Six Kurpie Songs for mixed choir a cappella was the first product of Szymanowski's interest in the folk music of the Kurpie region. What attracted his attention towards this area was, among other things, Puszcza kurpiowska w pieśni / The Songs of the Kurpiowska Forest, a Father Władysław Skierkowski's publication whose part 1 came out in 1928 and which featured wedding folk songs from the environs of the village of Myszyniec. Szymanowski got so fascinated with those raw and archaic tunes that no later than by the beginning of 1929 did he compose his own variations for mixed choir a cappella on six chants from the Skierkowski collection. The first two, Hej, wółki moje and A chtóz tam puka were written for the Polska Kapela Ludowa choir which was run at the Warsaw Conservatory (of which Szymanowski was the director then) by Stanisław Kazuro. After the Choir had performed the two pieces at a college concert on 19th December 1928, Stanisław Wiechowicz from the Wielkopolski Związek Kół Śpiewaczych / Association of Wielkopolska Singing Circles proposed that the songs should appear in print. Szymanowski then added four more songs and the whole series, entitled Sześć pieśni ludowych (Kurpiowskie) / Six Folk (Kurpie) Songs and dedicated to Professor Stanisław Kazuro, was published in 1929.

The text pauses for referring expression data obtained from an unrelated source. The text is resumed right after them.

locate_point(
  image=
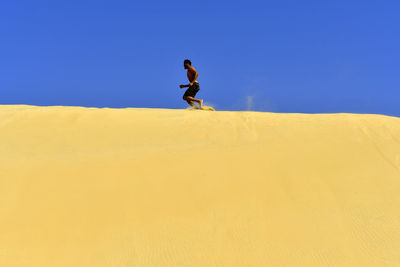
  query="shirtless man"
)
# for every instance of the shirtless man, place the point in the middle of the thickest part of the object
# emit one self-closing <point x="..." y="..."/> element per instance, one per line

Szymanowski's version of folk chants combines their modal melodies with elements of his own style: the bold, dissonant harmonies, varied and changeable rhythm, and enhanced emotionality. Four of the six songs - No. 1 Hej, wółki moje, No. 2 A chtóz tam puka, No. 3 Niech Jezus Chrystus and No. 5 Wyrzundzaj się, dziwce moje - are slow in tempo and lyrical in mood, and the other two - no. 4 Bzicem kunia and No. 6 Panie muzykancie, prosim zagrać walca - while faster in pace and more dynamic, do not show much contrast with the others.
The Kurpie Songs cycle was first performed in London by the London Select Choir under Arnold Fulton on 28th July 1931, during the final concert of the festival of the International Society for Contemporary Music.
The first recordings - of the first two songs performed by Stanisław Kazuro's choir - were made in 1929 and released by the label Syrena-Elektro. The post-war years saw a number of further recordings of the whole cycle and its parts.
Author: Anna Iwanicka-Nijakowska, September 2007.